If you get yourself out on the streets during Pohela Baishakh, you will surely find a lot of music in the air along with the Mangal Shobhajatra, masks, banner, placard, festoons, etc.
As history says, the colourful procession we popularly know as Mangal Shobhajatra was started by Charupith in Jessore in 1985. Later in 1989, the Faculty of Fine Arts, University of Dhaka arranged this Mangal Shobhajatra with different motives and themes. Different cultural organizations and bands also perform on this occasion and fairs celebrating Bengali culture are organized throughout the country. During this occasion, Dhaka wears a different look on that day. Let’s take a look at where Dhakaites flock the most on the 14th of April.
Chhayanaut’s Bengali New Year celebration activities start as soon as dawn breaks, under the big banyan tree at Ramna, with the song “Esho he Boishakh” by Rabindranath Tagore. Mangal Shobhajatra begins early in the morning. Some of the cultural events are music and drawing competition, acting, drama, boat racing, etc.
The show will also feature vibrant musical and dance recitals of different genres by Chhayanaut artistes. Bangladesh Television and some private television channels telecasts the show live.
Bangladesh Shilpakala Academy arranges an elaborated programme featuring solo and group dances, songs performances and recitals at the Nandan Mancha in the evening to welcome the Bengali New Year.

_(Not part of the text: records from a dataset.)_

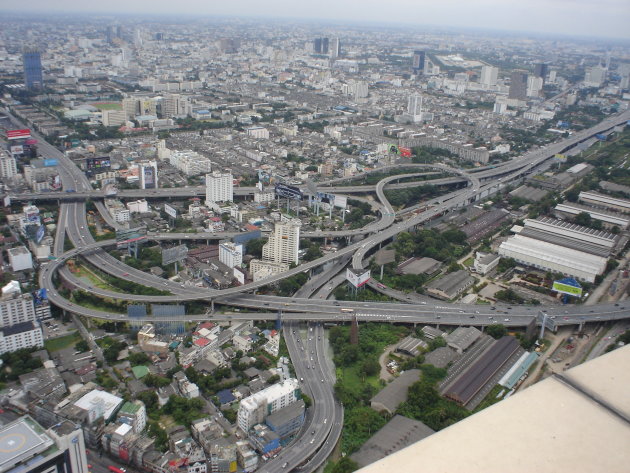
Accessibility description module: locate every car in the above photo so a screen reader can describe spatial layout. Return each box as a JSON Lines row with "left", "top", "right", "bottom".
{"left": 504, "top": 318, "right": 510, "bottom": 322}
{"left": 88, "top": 465, "right": 92, "bottom": 469}
{"left": 122, "top": 272, "right": 129, "bottom": 276}
{"left": 321, "top": 379, "right": 324, "bottom": 383}
{"left": 311, "top": 430, "right": 315, "bottom": 435}
{"left": 563, "top": 316, "right": 569, "bottom": 320}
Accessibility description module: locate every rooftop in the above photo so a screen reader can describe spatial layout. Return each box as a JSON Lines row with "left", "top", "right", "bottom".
{"left": 0, "top": 416, "right": 55, "bottom": 473}
{"left": 370, "top": 369, "right": 421, "bottom": 414}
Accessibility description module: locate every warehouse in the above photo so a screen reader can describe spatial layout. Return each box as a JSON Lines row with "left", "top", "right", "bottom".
{"left": 554, "top": 202, "right": 629, "bottom": 229}
{"left": 522, "top": 217, "right": 617, "bottom": 249}
{"left": 426, "top": 270, "right": 476, "bottom": 300}
{"left": 443, "top": 336, "right": 520, "bottom": 406}
{"left": 578, "top": 191, "right": 630, "bottom": 214}
{"left": 498, "top": 234, "right": 608, "bottom": 282}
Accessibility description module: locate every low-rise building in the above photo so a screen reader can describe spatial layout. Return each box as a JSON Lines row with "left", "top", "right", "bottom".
{"left": 473, "top": 253, "right": 500, "bottom": 275}
{"left": 426, "top": 270, "right": 475, "bottom": 300}
{"left": 370, "top": 369, "right": 421, "bottom": 415}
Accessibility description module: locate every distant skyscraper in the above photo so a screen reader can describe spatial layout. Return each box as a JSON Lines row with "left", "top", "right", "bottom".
{"left": 407, "top": 94, "right": 423, "bottom": 116}
{"left": 533, "top": 63, "right": 548, "bottom": 80}
{"left": 480, "top": 65, "right": 499, "bottom": 87}
{"left": 330, "top": 38, "right": 341, "bottom": 58}
{"left": 313, "top": 38, "right": 322, "bottom": 54}
{"left": 22, "top": 49, "right": 42, "bottom": 90}
{"left": 412, "top": 50, "right": 425, "bottom": 73}
{"left": 321, "top": 37, "right": 329, "bottom": 55}
{"left": 508, "top": 71, "right": 528, "bottom": 100}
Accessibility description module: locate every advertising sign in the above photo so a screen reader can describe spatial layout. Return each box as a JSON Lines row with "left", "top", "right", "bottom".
{"left": 116, "top": 227, "right": 147, "bottom": 249}
{"left": 85, "top": 157, "right": 111, "bottom": 171}
{"left": 233, "top": 267, "right": 245, "bottom": 285}
{"left": 554, "top": 154, "right": 567, "bottom": 162}
{"left": 164, "top": 203, "right": 177, "bottom": 219}
{"left": 10, "top": 145, "right": 23, "bottom": 155}
{"left": 7, "top": 129, "right": 31, "bottom": 140}
{"left": 162, "top": 244, "right": 188, "bottom": 265}
{"left": 333, "top": 195, "right": 347, "bottom": 209}
{"left": 143, "top": 166, "right": 156, "bottom": 189}
{"left": 346, "top": 268, "right": 371, "bottom": 288}
{"left": 275, "top": 183, "right": 303, "bottom": 200}
{"left": 552, "top": 278, "right": 583, "bottom": 297}
{"left": 389, "top": 144, "right": 399, "bottom": 154}
{"left": 32, "top": 288, "right": 48, "bottom": 306}
{"left": 43, "top": 159, "right": 58, "bottom": 167}
{"left": 35, "top": 225, "right": 46, "bottom": 244}
{"left": 398, "top": 146, "right": 412, "bottom": 158}
{"left": 595, "top": 134, "right": 608, "bottom": 141}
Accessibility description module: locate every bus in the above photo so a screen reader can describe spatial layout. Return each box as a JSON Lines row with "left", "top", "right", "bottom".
{"left": 340, "top": 308, "right": 354, "bottom": 313}
{"left": 108, "top": 466, "right": 126, "bottom": 473}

The programme features traditional Puthi Path (folk recitation) by traditional artistes. Besides, the programme presents songs, poems and dance in solo and group recitals by eminent and young artistes.
Charukala (Dhaka University’s Faculty of Fine Arts), Bakultala
The Dhaka University Mangal Shobhajatra tradition started in 1989 when students used the procession to overcome their frustration with the military rule. They organize the procession with mask, festoon and different types of replicas of elephant, folk tiger, colourful birds, fish, goats, horse and others from its premises with at least three themes, one highlighting evil, another courage, and a third about peace. It also highlighted the pride of Bangladeshi people for their folk heritage irrespective of religion, creed, caste, gender or age.
Alongside this, a Boishakhi Festival takes place at Charukala. The day-long festival features various stalls selling items, cultural artifacts, etc, along with popular rural rides such as the Nagordola (the Bengali Ferris Wheel, only faster.)
Starting at early morning, Bangla Academy organizes a day long combined programme along with Dhaka University’s Faculty of Fine Arts. Streets become colorful as the students of the Faculty of Fine Arts of Dhaka University take out a procession, which is one of the major attractions of Pahela Baishakh programs.
The procession walks from the Fine Arts Faculty to Shahbagh and then back to the university’s Teachers Students Center (TSC). Thousands of people, in traditional and bright attires, join the procession. Students of fine arts bring many colorful banners, festoons, mascots and replicas of birds and animals based on traditional folklores of the country.
Rabindra Sharabar, adjacent to Dhanmondi Lake, is another place to celebrate the day with great emphasis. A concert is organized right before the day which runs all the night and another phase of the programme starts as soon as the sun rises. Folk songs, Pitha Utshab, burning Fanush (lanterns) hoping the best things for the upcoming year takes place in the lake area. A district based stage-drama competition is organised in the evening.
Still, there are other places holding several programs, special events and food festivals all over the city and the country. But, recently the government has ordered all the Pohela Baishakh programmes to stop right after 5pm because of the current security issues all over the country. Hoping for the best, we expect to overcome the issues in upcoming year.